3. Background Location - New capability has been introduced to AppStudio 2.0 which allows the apps to use location data in background mode. Some of the common use cases using this capability are logging location data using position source, or trigger a notification, geo-fencing etc. This capability is currently available for mobile platforms only as this is already supported on desktop.

Platform Support

  •     iOS
  •     Android
  •     OSX
  •     Windows
  •     Linux

 

How to implement Background Location in the AppStudio App?

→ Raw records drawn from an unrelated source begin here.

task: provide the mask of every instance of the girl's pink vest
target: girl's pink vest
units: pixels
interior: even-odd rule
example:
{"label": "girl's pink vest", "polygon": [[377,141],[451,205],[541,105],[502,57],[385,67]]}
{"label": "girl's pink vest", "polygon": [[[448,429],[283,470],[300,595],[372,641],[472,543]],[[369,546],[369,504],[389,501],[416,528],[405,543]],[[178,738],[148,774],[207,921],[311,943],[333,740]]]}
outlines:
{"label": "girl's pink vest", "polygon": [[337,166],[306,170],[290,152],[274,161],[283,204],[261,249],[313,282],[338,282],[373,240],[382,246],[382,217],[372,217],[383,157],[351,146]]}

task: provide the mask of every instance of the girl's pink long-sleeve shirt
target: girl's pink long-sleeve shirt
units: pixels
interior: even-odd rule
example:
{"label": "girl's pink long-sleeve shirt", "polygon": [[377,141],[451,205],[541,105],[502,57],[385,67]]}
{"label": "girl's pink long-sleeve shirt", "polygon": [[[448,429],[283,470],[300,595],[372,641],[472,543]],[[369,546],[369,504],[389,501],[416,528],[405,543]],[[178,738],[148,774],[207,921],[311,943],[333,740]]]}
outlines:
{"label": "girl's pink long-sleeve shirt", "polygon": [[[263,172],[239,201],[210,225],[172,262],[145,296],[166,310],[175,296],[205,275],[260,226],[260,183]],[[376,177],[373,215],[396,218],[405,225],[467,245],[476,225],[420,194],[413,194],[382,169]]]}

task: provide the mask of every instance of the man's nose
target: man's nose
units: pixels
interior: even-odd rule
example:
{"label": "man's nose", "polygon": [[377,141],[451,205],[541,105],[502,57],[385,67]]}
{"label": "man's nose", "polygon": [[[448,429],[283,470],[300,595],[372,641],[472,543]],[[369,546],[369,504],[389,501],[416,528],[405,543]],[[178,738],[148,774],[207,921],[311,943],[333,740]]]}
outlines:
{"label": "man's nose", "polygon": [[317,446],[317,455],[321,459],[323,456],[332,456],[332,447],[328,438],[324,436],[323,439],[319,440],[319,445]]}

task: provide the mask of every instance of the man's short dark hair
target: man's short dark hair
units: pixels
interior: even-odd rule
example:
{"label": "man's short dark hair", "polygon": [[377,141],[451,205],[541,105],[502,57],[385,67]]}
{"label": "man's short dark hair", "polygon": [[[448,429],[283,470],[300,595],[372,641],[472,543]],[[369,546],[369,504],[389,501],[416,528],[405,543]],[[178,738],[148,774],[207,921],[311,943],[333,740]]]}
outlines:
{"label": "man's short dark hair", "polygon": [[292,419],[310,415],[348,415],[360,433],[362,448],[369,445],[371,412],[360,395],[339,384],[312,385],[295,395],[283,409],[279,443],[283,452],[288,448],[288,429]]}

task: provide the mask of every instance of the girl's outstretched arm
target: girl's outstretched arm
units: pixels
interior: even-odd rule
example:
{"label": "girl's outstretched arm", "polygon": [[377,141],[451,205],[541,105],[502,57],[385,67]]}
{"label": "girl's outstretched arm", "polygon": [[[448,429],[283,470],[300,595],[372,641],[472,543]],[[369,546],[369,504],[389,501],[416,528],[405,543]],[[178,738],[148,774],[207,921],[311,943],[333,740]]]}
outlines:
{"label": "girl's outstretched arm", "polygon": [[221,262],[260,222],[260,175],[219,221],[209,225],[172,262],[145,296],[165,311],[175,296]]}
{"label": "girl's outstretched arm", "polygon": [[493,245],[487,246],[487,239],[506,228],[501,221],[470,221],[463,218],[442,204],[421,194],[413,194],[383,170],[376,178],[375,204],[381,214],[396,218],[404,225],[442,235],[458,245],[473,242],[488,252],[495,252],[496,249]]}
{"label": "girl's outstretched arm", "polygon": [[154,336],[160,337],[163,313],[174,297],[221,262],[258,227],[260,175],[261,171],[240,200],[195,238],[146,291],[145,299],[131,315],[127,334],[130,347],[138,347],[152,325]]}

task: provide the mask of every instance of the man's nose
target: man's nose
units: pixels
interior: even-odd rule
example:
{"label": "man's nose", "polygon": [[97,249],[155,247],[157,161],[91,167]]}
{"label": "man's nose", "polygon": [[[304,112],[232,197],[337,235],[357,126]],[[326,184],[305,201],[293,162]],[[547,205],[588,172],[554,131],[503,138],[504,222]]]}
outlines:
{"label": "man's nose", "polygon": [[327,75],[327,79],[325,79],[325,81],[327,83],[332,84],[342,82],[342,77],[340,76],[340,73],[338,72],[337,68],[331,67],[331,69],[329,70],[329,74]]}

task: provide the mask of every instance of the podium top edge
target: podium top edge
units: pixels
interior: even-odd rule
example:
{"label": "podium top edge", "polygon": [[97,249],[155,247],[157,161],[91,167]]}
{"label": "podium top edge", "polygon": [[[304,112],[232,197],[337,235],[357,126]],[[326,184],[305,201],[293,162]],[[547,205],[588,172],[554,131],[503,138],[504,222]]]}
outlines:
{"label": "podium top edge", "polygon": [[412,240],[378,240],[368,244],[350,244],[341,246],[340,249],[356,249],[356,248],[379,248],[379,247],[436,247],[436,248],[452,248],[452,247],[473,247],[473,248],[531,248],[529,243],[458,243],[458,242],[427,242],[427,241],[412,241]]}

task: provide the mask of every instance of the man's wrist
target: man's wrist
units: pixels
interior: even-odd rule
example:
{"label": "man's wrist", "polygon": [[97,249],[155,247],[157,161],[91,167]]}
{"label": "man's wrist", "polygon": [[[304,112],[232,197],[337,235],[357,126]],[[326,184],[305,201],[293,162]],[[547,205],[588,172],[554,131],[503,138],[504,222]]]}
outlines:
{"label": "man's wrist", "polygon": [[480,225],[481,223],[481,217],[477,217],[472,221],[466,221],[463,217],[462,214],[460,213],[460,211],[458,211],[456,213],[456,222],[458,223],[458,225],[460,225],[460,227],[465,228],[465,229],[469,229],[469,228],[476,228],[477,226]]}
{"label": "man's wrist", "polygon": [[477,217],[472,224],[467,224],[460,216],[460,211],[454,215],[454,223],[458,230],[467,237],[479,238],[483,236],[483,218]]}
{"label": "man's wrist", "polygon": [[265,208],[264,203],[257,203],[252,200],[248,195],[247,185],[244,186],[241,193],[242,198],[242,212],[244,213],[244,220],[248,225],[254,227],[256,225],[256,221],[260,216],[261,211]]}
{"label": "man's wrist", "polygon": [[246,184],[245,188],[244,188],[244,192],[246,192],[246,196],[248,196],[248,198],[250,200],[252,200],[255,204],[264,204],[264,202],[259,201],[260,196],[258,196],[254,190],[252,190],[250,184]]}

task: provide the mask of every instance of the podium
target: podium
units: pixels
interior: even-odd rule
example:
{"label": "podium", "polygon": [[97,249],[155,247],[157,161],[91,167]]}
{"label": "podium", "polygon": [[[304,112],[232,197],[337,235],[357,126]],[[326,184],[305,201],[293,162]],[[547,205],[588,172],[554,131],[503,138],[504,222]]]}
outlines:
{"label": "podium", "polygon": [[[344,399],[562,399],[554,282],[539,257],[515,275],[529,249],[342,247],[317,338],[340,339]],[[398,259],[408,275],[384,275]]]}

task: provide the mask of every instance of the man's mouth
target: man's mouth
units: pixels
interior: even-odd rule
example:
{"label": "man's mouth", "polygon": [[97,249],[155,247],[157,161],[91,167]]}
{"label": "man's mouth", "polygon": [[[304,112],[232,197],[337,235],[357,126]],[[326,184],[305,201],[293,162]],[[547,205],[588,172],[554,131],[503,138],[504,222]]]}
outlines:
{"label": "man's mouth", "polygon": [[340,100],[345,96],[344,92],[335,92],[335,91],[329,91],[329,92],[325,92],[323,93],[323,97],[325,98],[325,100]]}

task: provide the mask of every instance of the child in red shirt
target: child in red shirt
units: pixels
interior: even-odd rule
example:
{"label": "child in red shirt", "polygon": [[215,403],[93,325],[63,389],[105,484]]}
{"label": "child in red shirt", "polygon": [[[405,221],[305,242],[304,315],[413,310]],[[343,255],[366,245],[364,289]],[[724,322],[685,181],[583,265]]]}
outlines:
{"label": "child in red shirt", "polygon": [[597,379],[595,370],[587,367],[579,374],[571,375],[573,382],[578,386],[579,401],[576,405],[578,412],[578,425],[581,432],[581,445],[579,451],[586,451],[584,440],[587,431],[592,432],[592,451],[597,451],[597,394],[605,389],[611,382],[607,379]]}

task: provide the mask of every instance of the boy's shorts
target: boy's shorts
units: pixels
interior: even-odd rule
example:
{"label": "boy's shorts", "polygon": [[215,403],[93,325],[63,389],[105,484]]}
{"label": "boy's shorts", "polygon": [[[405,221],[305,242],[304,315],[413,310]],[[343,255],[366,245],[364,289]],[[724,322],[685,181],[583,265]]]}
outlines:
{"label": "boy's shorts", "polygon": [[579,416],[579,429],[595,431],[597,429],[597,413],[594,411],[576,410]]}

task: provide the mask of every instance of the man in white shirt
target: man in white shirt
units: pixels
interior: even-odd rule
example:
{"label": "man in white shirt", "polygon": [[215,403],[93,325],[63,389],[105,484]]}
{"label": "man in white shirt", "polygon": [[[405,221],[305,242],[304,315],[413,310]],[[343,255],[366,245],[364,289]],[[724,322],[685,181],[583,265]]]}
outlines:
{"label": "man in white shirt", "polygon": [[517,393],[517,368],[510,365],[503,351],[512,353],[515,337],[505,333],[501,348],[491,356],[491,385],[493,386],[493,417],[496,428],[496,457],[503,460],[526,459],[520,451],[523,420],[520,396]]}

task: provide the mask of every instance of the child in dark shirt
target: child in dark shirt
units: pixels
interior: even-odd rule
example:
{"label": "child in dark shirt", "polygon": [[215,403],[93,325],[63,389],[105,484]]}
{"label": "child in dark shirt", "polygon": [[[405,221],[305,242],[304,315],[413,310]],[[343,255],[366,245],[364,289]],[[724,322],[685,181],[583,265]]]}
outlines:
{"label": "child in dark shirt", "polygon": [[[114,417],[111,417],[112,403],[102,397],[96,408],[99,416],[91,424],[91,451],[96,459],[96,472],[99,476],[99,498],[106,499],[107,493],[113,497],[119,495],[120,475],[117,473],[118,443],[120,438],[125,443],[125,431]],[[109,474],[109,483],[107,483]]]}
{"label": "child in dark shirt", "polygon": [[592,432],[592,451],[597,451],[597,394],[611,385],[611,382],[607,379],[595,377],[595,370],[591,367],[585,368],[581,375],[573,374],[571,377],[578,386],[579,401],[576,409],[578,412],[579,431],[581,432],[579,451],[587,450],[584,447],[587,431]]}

  •      Enable the Background Location capability in AppSettings of the App

Best Practices

You can monitor the state of the application using the following property 

 Qt.application.active

4. Promises - Often while creating your apps, you may want to make something happen after something else is done. You may want to want to make an asynchronous request and perform something on completion of the request. Or you may simply want to execute set of operations in a particular sequence. Promises can be used to manage such asynchronous computation, allowing for separate processes to continue in parallel.

 

Promises are a pattern that helps with one particular kind of asynchronous programming: a function (or method) that returns a single result asynchronously. One popular way of receiving such a result is via a callback. Promises provide a simpler alternative for executing, composing, and managing asynchronous operations when compared to traditional callback-based approaches. The Promise object represents the eventual completion (or failure) of an asynchronous operation, and its resulting value.

 

A promise can be in one of 3 states:

  • Pending - the promise’s outcome hasn’t yet been determined, because the asynchronous operation that will produce its result hasn’t completed yet.
  • Fulfilled - the asynchronous operation has completed, and the promise has a value.
  • Rejected - the asynchronous operation failed, and the promise will never be fulfilled. In the rejected state, a promise has a reason that indicates why the operation failed.

When a promise is pending, it can transition to the fulfilled or rejected state. Once a promise is fulfilled or rejected, however, it will never transition to any other state, and its value or failure reason will not change.